Il est vrai, je me souviens, en haut de cet escalier menant à un sanctuaire divin dans lequel je souhaitais me retrancher. Certainement pour trouver repentance à mes pêchés avant de perdre mon dernier souffle. Mais cette montée au "Paradis" ne m'aura entraîné que dans une chute incessante des Enfers. De là, j'ai pu croiser mon passé, mes pêchés, mes vilenies, toutes les âmes que j'ai tué. Tout cela pour en arriver qu'à une finalité. Un drame psychologique joué par les Moires qui se seront trompés de fil et coupé le mauvais. Le miens. Le fil de ma vie, de ma destinée. Comme quoi, tout se joue à un fil près, et ils ont compris leur erreur, se sont même excusées. Je dois être un chat, finalement, de mes sept vies. Une vie par pêché capital. Je suis cet affreux qui ne peut crever, rejeté par la Mort. Et je l'ai vu, elle, en personne. J'ai pu mettre un visage sur ce nom affreux qui m'habite. Cette voix enivrante qui me transmet mes pulsions diaboliques. C'est Elle. Juste Elle. Et, sur le coup, elle m'a foutu une peur bleue. Au détour d'une rivière enflammée par les âmes malsaines. Cette rivière dans laquelle je me trouverais, de toute façon, dans quelques années. J'étais paralysé, devant Elle. Elle qui me regardait de ses yeux étranges, sans vie, sans forme réelle. Elle se voulait rassurante. Elle se voulait reconnaissante. Elle m'a transmis ce livre qui contenait toutes les vérités sur nôtre vie, nos conditions, nos réelles vocations sur terre. Sourire en coin, malgré ses lèvres mal dessinées, elle cherchait à s'excuser de l'erreur commise en me donnant un titre terrifiant. Je l'ai prit. Je suis retourné sur Terre. Je me suis exécuté. Je suis le Roi des Fous, Gardien des Enfers, Chevalier Lyre. Rien que cela, pour un mortel affreux. Trop de responsabilités. Trop de souffrances. Trop de délires morbides.
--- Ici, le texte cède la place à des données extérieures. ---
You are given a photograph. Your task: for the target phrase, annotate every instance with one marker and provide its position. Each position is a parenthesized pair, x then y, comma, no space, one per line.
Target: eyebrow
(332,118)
Je me morfond dans l'alcool.
Et là, une femme entre. Dans cette tenue peu singulière. Dans cette robe qui fait remonter en moins des souvenirs malsains, plein d'extases et de douleurs. Cette robe m'interpelle et me fait quelque peu rêver. Elle se veut alléchante. Les courbes qui se trouvent camouflées par le tissu ne sont nullement les mêmes qu'à l'origine, pourtant. Ce pourquoi je laisse mon regard percuter cette main qui allonge le comptoir de bois de façon nonchalante. Je lève la tête, pour mieux percevoir et affronter ce regard. Je prend note et connaissance de ce qui se présente, luxueuse, dans un repère du Mal. J'admire la prestance et la féminité. Elle a tout d'une Princesse, sans en être une. Et je souris. Je ne sais pourquoi le sourire vient à mon faciès détruit. Ça me plaît. Je la reconnais. Anne. Celle qui m'a vaincu et a emporté ma couronne avec elle pour se vanter de sa victoire à mon encontre. Anne Mary Gray. Cette jeune fille qui s'épanouissait pour la première fois dans mon lit, avec moi, en ma compagnie. Je lui ai offert le même présent, au même âge, que pour Mélissandre. De la voir ainsi vêtue, comme un acte de provocation malsain à mon encontre, je trouve cela magnifique. Elle veut encore me défier et avoir raison de moi. Voici que je lui ai offert toute sa prestance, sa superbe. Par une victoire pourtant non méritée, elle me tient à nouveau tête. Je suis curieux et sombre dans le piège ouvertement fourni à mon égard.
Je ne sais pourquoi elle affronte de nouveau la bête.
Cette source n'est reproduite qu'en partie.